Some Republicans said Tuesday that someone within Donald Trump's campaign should be fired for the likenesses between Melania Trump's speech at the GOP convention in Cleveland Monday and Michelle Obama's remarks to the Democratic National Convention in 2008.
"You can't lift passages," Florida Rep. Ron DeSantis, a Trump supporter, told The Hill
at the Quicken Loans Arena. "It's not what you want to happen, obviously, so there was a breakdown somewhere.
"But you shouldn't try to say, 'Oh, who cares,'" DeSantis said. "You shouldn't do that. "Just be honest with it and say it was a mistake and figure out a way to correct it."
Republican National Committee Chairman Reince Priebus
said that it would be "reasonable" for Trump's speechwriter to be terminated.
"Probably," Priebus said when asked at a Bloomberg Politics breakfast in Cleveland. "But again, it all kind of depends on the circumstances and how these things are written.
"I know what the campaign's statement is on it," he later added. "I won't repeat that.
"But I think it certainly seems reasonable" to fire the speechwriter, Priebus said.
Former rival Ben Carson, who is now a Trump supporter, told the Hill that the speech's author should undergo media training.

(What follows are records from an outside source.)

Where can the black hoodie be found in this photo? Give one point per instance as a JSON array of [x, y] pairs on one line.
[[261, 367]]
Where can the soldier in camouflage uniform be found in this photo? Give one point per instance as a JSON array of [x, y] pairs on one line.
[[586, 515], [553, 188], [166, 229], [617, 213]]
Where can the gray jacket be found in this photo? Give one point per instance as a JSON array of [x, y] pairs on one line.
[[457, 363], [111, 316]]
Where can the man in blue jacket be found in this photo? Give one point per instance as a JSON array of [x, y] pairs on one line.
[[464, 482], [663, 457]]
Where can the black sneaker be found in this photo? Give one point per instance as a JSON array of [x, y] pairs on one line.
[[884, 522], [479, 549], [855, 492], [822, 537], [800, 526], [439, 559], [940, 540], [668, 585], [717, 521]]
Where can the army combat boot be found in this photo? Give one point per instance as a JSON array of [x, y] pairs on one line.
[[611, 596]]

But perhaps one of the strongest voices calling for a firing was Corey Lewandowski, Trump's former campaign manager, who was let go last month and who is now a commentator on CNN.

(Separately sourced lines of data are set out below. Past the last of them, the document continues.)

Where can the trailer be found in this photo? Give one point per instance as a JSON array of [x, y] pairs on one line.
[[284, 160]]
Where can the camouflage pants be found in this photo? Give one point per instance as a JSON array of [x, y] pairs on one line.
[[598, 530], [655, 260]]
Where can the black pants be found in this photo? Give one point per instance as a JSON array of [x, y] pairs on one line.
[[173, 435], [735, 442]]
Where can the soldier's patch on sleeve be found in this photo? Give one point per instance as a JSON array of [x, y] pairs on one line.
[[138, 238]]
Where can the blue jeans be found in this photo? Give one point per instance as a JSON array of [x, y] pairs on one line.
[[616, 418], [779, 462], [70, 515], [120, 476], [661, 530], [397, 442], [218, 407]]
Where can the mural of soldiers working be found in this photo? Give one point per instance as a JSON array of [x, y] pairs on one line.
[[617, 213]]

He said that Paul Manafort, who is campaign chairman, should resign if he was the last person to approve Melania's Trump's speech.
"Whoever signed off with the final sign off that allowed this to go forward should be held accountable," Lewandowski told Brooke Baldwin on CNN.
"I think if it was Paul Manafort, he would do the right thing and resign," he said. "If he was the last person who saw this happen and has brought this on the candidate's wife, I think he would resign because I think that's the type of person he would be."
Manafort himself dismissed the criticism,
telling Chris Cuomo on CNN earlier Tuesday that "there was no cribbing from Michelle Obama's speech.
"These were common words and values, that she cares about her family and things like that," he said. "She was speaking in front of 35 million people last night. She knew that.
"To think she would be cribbing Michelle Obama's words is crazy."